Les mouchoirs testés ont été pour certains envoyés par courrier, conservés plusieurs jours et jusqu'à 6 mois à température ambiante : le génome viral y est resté détectable.

Ces résultats très prometteurs restent à confirmer par d'autres études qui porteront sur des populations plus larges. Déjà, d'autres équipes ont publié des résultats qui confirment la faisabilité générale de cette approche (détection réussie de virus sur d'anciennes cassettes de tests antigéniques par exemple).

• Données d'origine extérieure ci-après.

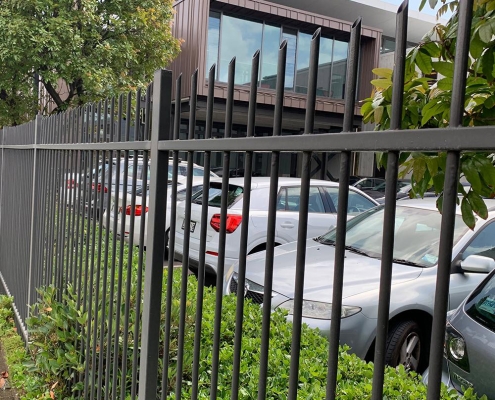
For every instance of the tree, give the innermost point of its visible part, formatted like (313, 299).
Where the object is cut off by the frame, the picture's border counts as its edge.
(427, 104)
(97, 48)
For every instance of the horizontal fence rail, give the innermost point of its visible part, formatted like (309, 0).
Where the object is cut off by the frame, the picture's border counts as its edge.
(104, 211)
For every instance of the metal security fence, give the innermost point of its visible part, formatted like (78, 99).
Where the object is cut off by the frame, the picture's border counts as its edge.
(73, 185)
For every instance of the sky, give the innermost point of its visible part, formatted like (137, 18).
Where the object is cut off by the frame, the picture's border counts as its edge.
(414, 5)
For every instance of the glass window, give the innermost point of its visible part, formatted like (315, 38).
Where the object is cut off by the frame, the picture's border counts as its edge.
(290, 67)
(356, 203)
(213, 40)
(483, 244)
(241, 39)
(269, 56)
(339, 67)
(417, 234)
(303, 52)
(481, 304)
(215, 195)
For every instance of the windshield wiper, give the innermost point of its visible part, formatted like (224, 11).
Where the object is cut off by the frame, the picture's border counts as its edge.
(407, 262)
(359, 251)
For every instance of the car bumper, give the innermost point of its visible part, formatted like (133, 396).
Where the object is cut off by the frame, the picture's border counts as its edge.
(445, 375)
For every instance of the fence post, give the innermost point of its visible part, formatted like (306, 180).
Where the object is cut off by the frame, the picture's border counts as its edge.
(153, 276)
(37, 127)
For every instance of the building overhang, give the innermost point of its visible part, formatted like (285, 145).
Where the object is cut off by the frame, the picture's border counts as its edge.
(375, 13)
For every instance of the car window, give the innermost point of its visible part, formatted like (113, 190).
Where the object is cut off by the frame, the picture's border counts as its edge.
(215, 195)
(417, 234)
(181, 194)
(481, 304)
(357, 203)
(483, 244)
(289, 199)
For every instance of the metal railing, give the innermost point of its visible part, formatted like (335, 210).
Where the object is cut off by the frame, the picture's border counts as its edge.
(62, 222)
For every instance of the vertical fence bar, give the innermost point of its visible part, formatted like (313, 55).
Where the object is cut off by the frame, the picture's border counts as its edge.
(222, 235)
(131, 244)
(345, 169)
(106, 251)
(187, 236)
(248, 166)
(142, 227)
(108, 368)
(120, 274)
(171, 249)
(449, 201)
(34, 215)
(390, 206)
(302, 232)
(150, 335)
(271, 223)
(202, 235)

Cette approche a ses limites : les personnes doivent être capables de se moucher correctement, et le travail en laboratoire d'analyse est un peu plus important, puisqu'il faut y réaliser l'extraction, réalisée à domicile dans le cas des écouvillons.

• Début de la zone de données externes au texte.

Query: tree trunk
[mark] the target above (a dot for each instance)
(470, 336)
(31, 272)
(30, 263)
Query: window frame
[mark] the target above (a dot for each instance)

Il reste permis d'imaginer dans un avenir proche un dépistage simplifié des infections à virus respiratoires : si les résultats de l'étude sont confirmés, on pourra se moucher, conditionner le mouchoir en sachet et l'expédier ou le remettre à un laboratoire pour analyse, avec la même fiabilité qu'un écouvillonnage... et sans les inconvénients de cette méthode ressentie comme désagréable, notamment par les enfants.

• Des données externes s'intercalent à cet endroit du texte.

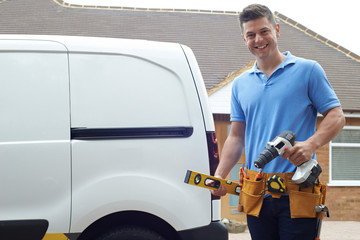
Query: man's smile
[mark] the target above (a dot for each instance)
(262, 47)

Mon souhait est que cette étude et mon procédé permettent de réduire la consommation d’antibiotiques dans la population générale. Ce serait mon vœu le plus cher !

Pr. Vincent Thibault

Références

Using Discarded Facial Tissues to Monitor and Diagnose Viral Respiratory Infections
Gisele Lagathu, Claire Grolhier, Juliette Besombes, Anne Maillard, Pauline Comacle, Charlotte Pronier, Vincent Thibault
Emerg Infect Dis. 2023;29(3):511-518 | doi:10.3201/eid2903.221416

Autres articles démontrant la possibilité de détecter des génomes viraux sur des tests antigéniques usagés même après plusieurs mois de stockage :

Nazario-Toole A et al.
    Sequencing SARS-CoV-2 from antigen tests
PLOS ONE. févr 2022;17(2):e0263794.

Macori G et al.
    Inactivation and Recovery of High Quality RNA From Positive SARS-CoV-2 Rapid Antigen Tests Suitable for Whole Virus Genome Sequencing
Frontiers in Public Health. 2022;10.

Martin GE et al. [8 days – real life, self-collected device: 42+/65]
    Maintaining genomic surveillance using whole-genome sequencing of SARS-CoV-2 from rapid antigen test devices.
The Lancet Infectious Diseases. 1 oct 2022;22(10):1417 8.

Rector A et al.
    Sequencing directly from antigen-detection rapid diagnostic tests in Belgium, 2022: a gamechanger in genomic surveillance? Eurosurveillance. 2 mars 2023;28(9):2200618.